“Demand in markets outside Europe is generally at a good level … Demand throughout Europe, including Russia, improved during the period from a very low level last year,” chief executive Leif Östling said in the earnings report.
Scania however noted the recovery in Europe was “nevertheless occurring slowly.”
The truckmaker’s net profit for the third quarter was up to 2.31 billion kronor ($352.7 million) against 278 million kronor for the same period a year earlier.
Sales jumped 38 percent to 18.56 billion kronor and orders were up 45 percent to 15.424 units.
The sales results missed the expectations of analysts surveyed by Dow Jones Newswires, who forecasted a jump of 48 percent to 19.86 billion, but the company’s net profit beat analysts’ estimate of 2.10 billion.
The truckmaking industry — very sensitive to the health of the economy — suffered immensely from the global economic slowdown but is recovering, with companies re-hiring laid off workers and picking up the production pace.

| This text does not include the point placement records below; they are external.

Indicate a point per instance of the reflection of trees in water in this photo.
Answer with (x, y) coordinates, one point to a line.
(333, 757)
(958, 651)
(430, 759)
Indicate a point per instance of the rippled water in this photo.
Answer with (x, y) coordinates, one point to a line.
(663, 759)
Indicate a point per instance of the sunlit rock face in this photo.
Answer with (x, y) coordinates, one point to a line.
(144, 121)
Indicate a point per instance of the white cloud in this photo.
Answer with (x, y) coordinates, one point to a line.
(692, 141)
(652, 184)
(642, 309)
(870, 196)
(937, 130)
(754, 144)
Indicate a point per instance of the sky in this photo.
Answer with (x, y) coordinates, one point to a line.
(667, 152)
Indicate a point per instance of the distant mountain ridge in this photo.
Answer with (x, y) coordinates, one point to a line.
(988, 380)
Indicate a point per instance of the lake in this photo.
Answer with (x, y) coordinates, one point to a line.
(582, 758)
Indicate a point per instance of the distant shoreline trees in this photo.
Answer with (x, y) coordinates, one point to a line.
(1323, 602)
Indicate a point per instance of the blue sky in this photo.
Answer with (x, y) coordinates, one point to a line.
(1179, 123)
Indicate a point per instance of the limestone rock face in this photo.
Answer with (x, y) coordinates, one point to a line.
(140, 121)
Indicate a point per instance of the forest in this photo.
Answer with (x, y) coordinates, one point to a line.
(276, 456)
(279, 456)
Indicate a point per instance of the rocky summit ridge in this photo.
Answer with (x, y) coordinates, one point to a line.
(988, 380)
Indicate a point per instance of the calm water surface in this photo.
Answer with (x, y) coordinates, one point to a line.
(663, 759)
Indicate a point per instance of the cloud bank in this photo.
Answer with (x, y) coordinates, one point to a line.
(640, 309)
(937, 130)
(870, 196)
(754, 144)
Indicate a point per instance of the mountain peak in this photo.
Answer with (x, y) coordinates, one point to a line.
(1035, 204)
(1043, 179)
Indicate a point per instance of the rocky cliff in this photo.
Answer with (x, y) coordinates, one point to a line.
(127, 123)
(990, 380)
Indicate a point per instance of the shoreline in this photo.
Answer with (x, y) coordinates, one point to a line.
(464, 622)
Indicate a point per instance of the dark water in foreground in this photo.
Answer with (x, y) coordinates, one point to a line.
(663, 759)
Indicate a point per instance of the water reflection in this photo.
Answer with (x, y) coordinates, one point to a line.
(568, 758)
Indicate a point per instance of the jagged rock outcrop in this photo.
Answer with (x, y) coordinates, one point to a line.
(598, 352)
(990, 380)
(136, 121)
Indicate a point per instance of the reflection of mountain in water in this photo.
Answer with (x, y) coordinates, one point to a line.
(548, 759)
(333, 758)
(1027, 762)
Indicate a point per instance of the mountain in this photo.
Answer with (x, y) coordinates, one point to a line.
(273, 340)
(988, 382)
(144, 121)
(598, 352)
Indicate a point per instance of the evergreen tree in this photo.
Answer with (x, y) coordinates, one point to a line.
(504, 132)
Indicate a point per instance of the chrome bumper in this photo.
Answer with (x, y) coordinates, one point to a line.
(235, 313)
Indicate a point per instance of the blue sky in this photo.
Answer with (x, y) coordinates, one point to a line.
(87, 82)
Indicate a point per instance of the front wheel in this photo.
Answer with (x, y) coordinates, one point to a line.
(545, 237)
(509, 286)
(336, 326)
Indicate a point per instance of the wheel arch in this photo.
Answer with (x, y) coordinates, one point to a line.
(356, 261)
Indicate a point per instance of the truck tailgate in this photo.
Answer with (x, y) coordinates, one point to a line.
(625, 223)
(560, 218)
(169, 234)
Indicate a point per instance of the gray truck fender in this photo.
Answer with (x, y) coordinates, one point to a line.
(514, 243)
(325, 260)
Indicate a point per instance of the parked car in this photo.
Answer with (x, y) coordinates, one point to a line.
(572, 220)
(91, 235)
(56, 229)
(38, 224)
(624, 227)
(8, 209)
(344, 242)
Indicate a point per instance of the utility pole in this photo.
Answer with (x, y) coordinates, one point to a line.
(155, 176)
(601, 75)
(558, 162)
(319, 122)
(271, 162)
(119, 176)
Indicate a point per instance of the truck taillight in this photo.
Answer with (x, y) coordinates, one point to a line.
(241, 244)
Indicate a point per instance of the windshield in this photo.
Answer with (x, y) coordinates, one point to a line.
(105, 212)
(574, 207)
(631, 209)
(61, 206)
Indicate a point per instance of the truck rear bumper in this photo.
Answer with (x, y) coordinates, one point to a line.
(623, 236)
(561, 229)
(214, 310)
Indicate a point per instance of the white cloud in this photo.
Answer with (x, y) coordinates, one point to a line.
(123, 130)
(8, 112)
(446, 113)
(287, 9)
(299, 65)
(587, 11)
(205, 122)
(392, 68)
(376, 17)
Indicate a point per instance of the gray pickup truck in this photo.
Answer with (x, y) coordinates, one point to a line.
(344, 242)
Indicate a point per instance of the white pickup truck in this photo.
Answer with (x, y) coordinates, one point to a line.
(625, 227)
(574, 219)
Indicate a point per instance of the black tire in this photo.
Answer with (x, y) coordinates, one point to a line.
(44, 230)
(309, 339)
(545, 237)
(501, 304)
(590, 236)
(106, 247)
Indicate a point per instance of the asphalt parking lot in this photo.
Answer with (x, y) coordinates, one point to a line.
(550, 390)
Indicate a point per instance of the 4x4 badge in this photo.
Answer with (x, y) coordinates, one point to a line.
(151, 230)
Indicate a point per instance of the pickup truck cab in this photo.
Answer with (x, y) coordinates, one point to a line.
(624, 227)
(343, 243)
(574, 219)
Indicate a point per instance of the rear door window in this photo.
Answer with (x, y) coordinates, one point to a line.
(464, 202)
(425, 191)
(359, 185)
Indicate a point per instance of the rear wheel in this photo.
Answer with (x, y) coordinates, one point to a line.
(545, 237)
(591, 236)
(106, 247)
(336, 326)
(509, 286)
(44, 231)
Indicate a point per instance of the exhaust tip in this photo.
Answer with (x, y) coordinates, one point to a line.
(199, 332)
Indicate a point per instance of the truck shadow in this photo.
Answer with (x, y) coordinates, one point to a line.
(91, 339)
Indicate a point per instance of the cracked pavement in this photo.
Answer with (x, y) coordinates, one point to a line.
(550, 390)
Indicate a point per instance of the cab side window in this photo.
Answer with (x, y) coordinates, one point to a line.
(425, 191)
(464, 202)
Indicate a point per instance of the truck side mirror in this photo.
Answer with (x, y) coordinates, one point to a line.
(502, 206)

Scania said on Monday it had hired more than 1,000 workers in Europe during the second and third quarters and the company, which slimmed its work week to four days during the crisis, noted it had returned to the five day work week in the second quarter.
The Swedish company registers 80 percent of its sales in South America and Europe, and has a plant in Brazil. Trucks represent two thirds of its sales, with busses and engines, among other things, accounting for the rest.
Last week Volvo Group, another Swedish truckmaker which is the global number two behind Germany’s Daimler, beat results expectations, quoting the global economic recovery.